This Friday Night is going to ROCK

Okay folks I know that last month we invited you all to Kol Zimrah in honor of our third anneversary. But we took a poll to see if anyone came because they heard about us on Jewschool and not one person raised their hand! [Update: Lost of love to you Aliza!] To everyone else: People, you are seriously missing a revolution here.
But all it not lost. This Friday I will be leading along with the jazz styles of Ruby-K on sax, as well as two other extremly talented musicians playing on guitar and dumbek. It may sound like a concert to you, but if you’re saying that, you’re showing you’ve never really experienced Kol Zimrah. It’s a participatory service with exciting tunes, new and old, to accompnay the full Hebrew liturgy.
So if you’re in NYC, can make it to the SAJ @ 15 West 86th Street at 6:30pm, we’d love to see you there.
Special guest apperances by other Jewschool bloggers! (And tell us that Jewschool sent you!)

11 thoughts on “This Friday Night is going to ROCK

  1. It was a half-assed hand (to mix a metaphor) – she said that she had heard about KZ before and had been meaning to go, and the JewSchool post was what put her over the edge. Maybe she’s reading now.

  2. ahem….i am that half-assed hand-raising girl…..and yes, bz, who was sitting next to me, did get the story straight- i knew about the minyan, but really decided to go after reading the jewschool post, so ….i think that does count…..
    standing up for all the anonymous jew-school readers

  3. Um.
    Someone may have already said it, but yeah, try the Kol Zimrah of Shabbos. What a chillul Hashem… “Jewschool” playing sax on shabbos. Come on now. What would our self-righteous little Chafetz Chaim sticky think about that, Mob n’ Shamir?

  4. would anyone care to discuss the merits of music during prayer services, the halakhic question of playing instruments on shabbos, and the question as to whether or not we are necessarily bound to halakha?

  5. I don’t think “Jewschool” plays sax — the link to Ruby K got messed up.
    And anyway, if you’re concerned for our souls, shouldn’t you be more concerned that Kol Zimrah has mixed seating? Instruments on shabbat is d’rabbanan, while some say that mechitza is d’oraita.

  6. There was massive music action in Bait haMikdash – esp shabbat and chagim. Why should anyone cut down the possibilities of such a spiritual experience? That halakha must have originated by mistake or misinterpretation, and anyway, I personally really dont give a damn about it. As far as I’m concerned, we’re here to find out where and what god is, and to pound at the meaning of life. I’d be all over SAJ if not for the term papers. Hatzlachah, I’m sure you guys are going to rock out. Lots of Jake-love.

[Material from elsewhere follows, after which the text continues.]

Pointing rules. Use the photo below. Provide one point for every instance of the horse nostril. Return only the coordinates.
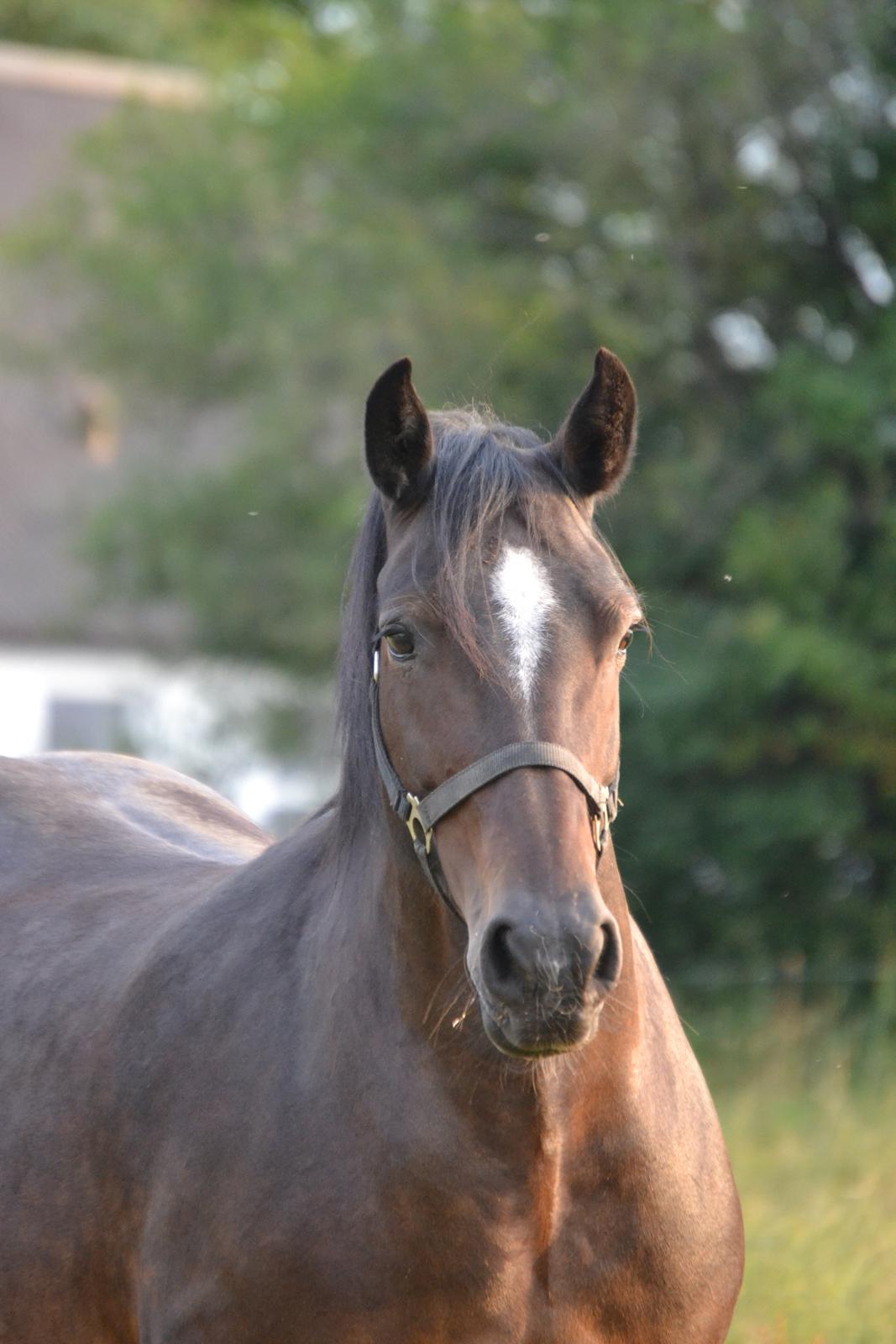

  7. Regarding music on Shabbas…
    When I daven on Saturday morning I use the Artscroll Ashkenaz Siddur. Several of the prayers and psalms discuss singing songs to hashem, celebrating shabbat with clanging cymbals and the ten-string lyre, sounding the shofar, etc. These are all musical endeavors. I don’t understand how in our prayers we can express the desire to make music to hashem, and yet being shabbas we cannot make music.
    If I analyze the halakah, as I know it, the only prohibitions should be that we cannot carry the instruments to the shul [Carrying] and we cannot turn electric instruments on or off [Burning]. Aside from those, the only other issue would be that we are not supposed to create things on shabbat, and music is certainly created.
    I must say that I am a bal teshuva and I trying to get my character in line with Halacha. Currently I don’t observe all prohibitions, but I forsee a time when I will be more observant. I currently avoid travelling, spending money, discussing issues related to work, and using the computer among other things.
    I love jewish music and have many good CD’s. I would be challenged as to whether I would attend this if I could.

  8. I may be going to simple child route here, but my thing is this. G-d gave me this musical gift. Without getting melodramatic, music has saved my ass in this world a few times. So praying through my horn on Shabbas seems justified and necessary to me, because if I can honor G-d’s name better through music than spoken or sung prayer, I’d rather do the best I can with the gifts I’ve been given. I’m just saying.